My first thought was to use a square root of $N$, change variable and complete the square, but the existence/uniqueness of $\sqrt{N}$ is not guaranteed. I would expect the integral to converge because the real part of $N$ is negative definite and the integral of the imaginary part oscillates quickly enough.
Does anyone have any hint/solution? Thanks.

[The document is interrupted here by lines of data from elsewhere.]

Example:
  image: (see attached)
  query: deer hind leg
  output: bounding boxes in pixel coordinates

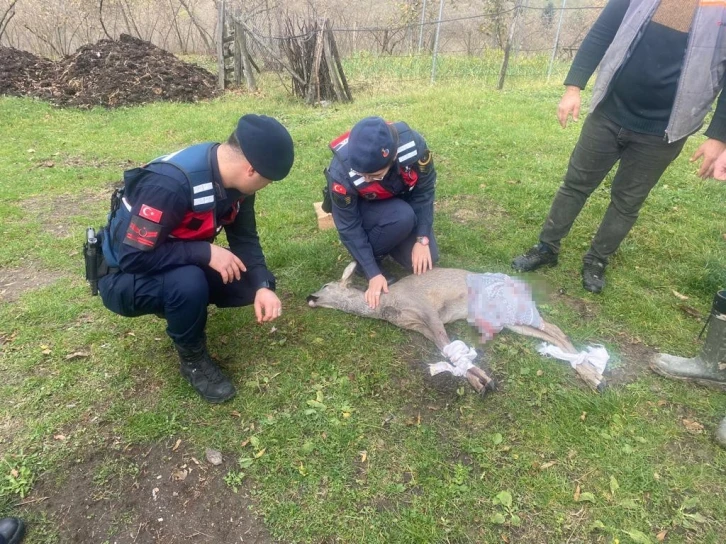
[505,323,576,353]
[505,323,604,392]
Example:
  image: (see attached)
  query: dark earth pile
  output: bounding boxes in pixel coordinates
[0,34,217,108]
[0,46,55,96]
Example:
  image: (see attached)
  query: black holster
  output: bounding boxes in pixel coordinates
[83,227,117,296]
[321,168,332,213]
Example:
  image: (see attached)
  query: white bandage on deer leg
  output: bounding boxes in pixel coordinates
[536,343,609,375]
[429,340,478,378]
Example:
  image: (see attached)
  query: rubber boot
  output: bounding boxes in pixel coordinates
[651,290,726,389]
[176,341,236,403]
[716,416,726,449]
[0,517,25,544]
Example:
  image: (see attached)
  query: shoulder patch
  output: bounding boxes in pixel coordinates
[417,150,433,174]
[123,215,162,251]
[332,184,353,208]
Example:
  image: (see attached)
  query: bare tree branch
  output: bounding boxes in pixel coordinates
[178,0,214,53]
[23,23,62,57]
[0,0,18,42]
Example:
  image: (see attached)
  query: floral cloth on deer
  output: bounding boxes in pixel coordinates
[466,273,543,343]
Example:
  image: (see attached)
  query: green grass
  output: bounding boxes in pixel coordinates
[1,68,726,543]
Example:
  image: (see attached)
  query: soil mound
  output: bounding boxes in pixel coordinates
[0,34,217,108]
[0,46,54,96]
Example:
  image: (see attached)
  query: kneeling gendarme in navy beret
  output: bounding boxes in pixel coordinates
[324,116,439,310]
[93,114,294,403]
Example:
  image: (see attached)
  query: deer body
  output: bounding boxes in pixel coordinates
[308,262,603,393]
[308,265,469,350]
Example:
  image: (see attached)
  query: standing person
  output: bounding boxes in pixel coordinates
[512,0,726,293]
[651,148,726,449]
[92,115,294,403]
[324,116,437,309]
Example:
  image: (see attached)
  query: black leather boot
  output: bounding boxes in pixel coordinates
[175,342,236,403]
[0,517,25,544]
[582,259,606,294]
[511,243,558,273]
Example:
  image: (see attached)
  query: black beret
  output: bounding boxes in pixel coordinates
[235,114,294,181]
[348,117,397,174]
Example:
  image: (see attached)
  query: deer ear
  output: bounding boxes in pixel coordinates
[341,261,358,287]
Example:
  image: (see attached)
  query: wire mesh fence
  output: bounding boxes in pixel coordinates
[1,1,605,99]
[234,1,605,96]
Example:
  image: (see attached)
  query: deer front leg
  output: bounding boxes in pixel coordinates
[466,366,497,395]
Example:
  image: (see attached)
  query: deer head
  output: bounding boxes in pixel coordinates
[307,262,378,317]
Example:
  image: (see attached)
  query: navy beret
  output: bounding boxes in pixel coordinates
[235,114,294,181]
[348,117,397,174]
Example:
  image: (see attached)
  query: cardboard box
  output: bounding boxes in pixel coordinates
[314,201,335,230]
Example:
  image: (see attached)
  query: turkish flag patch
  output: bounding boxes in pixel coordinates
[139,204,164,223]
[332,182,347,195]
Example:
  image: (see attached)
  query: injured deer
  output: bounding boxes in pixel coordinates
[307,262,605,394]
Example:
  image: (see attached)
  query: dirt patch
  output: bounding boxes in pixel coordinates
[26,440,273,544]
[435,194,509,226]
[0,264,66,303]
[1,34,217,108]
[552,290,598,321]
[21,188,114,238]
[605,339,657,387]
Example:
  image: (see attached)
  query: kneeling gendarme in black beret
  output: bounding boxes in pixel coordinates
[324,116,439,310]
[90,114,294,403]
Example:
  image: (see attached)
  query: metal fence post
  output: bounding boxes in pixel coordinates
[547,0,567,82]
[417,0,428,53]
[430,0,444,84]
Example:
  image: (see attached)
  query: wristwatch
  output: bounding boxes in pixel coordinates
[257,279,276,291]
[416,236,429,246]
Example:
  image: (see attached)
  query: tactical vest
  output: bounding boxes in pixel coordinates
[329,121,421,200]
[102,143,242,267]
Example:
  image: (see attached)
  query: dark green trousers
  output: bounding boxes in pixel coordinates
[539,109,687,264]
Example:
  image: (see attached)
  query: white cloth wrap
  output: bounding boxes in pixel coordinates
[429,340,478,377]
[536,343,609,374]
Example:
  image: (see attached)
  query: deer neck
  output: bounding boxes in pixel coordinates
[332,289,384,319]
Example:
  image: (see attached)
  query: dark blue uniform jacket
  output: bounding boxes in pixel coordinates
[103,143,274,290]
[326,122,436,279]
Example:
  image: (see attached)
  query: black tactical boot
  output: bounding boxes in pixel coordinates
[651,290,726,389]
[176,342,236,403]
[511,243,558,273]
[582,259,606,294]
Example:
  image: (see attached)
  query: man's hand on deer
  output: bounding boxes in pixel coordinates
[411,242,433,275]
[365,274,389,309]
[254,288,282,323]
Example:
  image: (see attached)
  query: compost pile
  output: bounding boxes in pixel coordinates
[0,34,217,108]
[0,47,54,96]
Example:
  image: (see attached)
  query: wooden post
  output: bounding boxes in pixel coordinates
[323,19,346,103]
[497,0,522,91]
[233,22,243,86]
[216,0,225,90]
[328,23,352,101]
[240,25,257,92]
[306,24,325,105]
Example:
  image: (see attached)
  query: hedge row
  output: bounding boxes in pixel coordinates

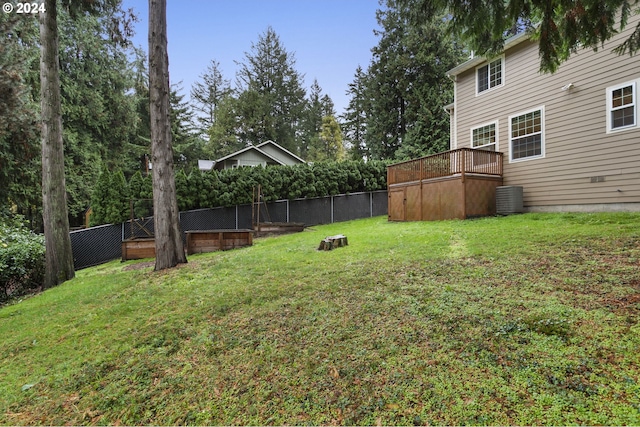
[0,215,45,302]
[91,160,389,226]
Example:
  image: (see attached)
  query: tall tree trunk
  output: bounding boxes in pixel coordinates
[148,0,187,270]
[39,0,75,288]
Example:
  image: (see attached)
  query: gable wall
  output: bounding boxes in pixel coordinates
[259,144,303,165]
[453,20,640,209]
[223,150,273,168]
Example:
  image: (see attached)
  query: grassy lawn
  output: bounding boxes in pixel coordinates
[1,212,640,425]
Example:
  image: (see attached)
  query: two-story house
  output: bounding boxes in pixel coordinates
[446,19,640,213]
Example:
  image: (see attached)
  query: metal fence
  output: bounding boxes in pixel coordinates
[71,190,388,270]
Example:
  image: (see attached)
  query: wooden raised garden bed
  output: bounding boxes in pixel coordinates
[121,230,254,261]
[185,229,253,255]
[121,237,156,261]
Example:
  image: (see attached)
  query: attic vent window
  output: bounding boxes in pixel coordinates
[476,57,503,94]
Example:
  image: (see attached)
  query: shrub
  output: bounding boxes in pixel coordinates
[0,216,45,302]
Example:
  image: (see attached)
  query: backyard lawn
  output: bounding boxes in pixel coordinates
[1,213,639,425]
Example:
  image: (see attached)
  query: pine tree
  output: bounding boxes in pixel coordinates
[170,83,206,171]
[341,66,370,160]
[235,26,306,152]
[190,59,232,132]
[363,0,464,160]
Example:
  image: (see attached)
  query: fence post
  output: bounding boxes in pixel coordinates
[331,196,334,223]
[370,191,373,217]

This is equivalent to $$I=\int_{R^{2}}e^{-x^{T}Nx+x^{T}Ay}$$ Where $N$ has a positive definite real part. As $N$ is symmetric one may orthogonally diagonalize it $N=O\Lambda{O}^{T}$. You let $x=Oz$ and $s=O^{T}Ay$ and the integral becomes $$I=\int_{R^{2}}e^{-z^{T}\Lambda{z}+z^{T}s}\det{O}dz=\int_{R^{2}}e^{-z^{T}\Lambda{z}+z^{T}s}dz=\int_{R}e^{-\lambda_{1}z_{1}^{2}+s_{1}z_{1}}dz_{1}\int_{R}e^{-\lambda_{2}z_{2}^{2}+s_{2}z_{2}}dz_{2}$$ $$=\frac{\pi}{\sqrt{\lambda_{1}\lambda_{2}}}e^{\frac{s_{1}^{2}}{4\lambda_{1}}+\frac{s_{2}^{2}}{4\lambda_{2}}}=\frac{\pi}{\sqrt{\det{N}}}e^{\frac{1}{4}s^{T}\Lambda^{-1}s}=\frac{\pi}{\sqrt{\det{N}}}e^{\frac{1}{4}y^{T}A^{T}O\Lambda^{-1}O^{T}Ay}=$$ $$=\frac{\pi}{\sqrt{\det{N}}}e^{\frac{1}{4}y^{T}A^{T}N^{-1}Ay}$$ And here, the fact that $$\int_{\mathbb{R}}e^{-az^{2}+bz}dz=\sqrt{\frac{\pi}{a}}e^{\frac{b^{2}}{4a}}$$ was used.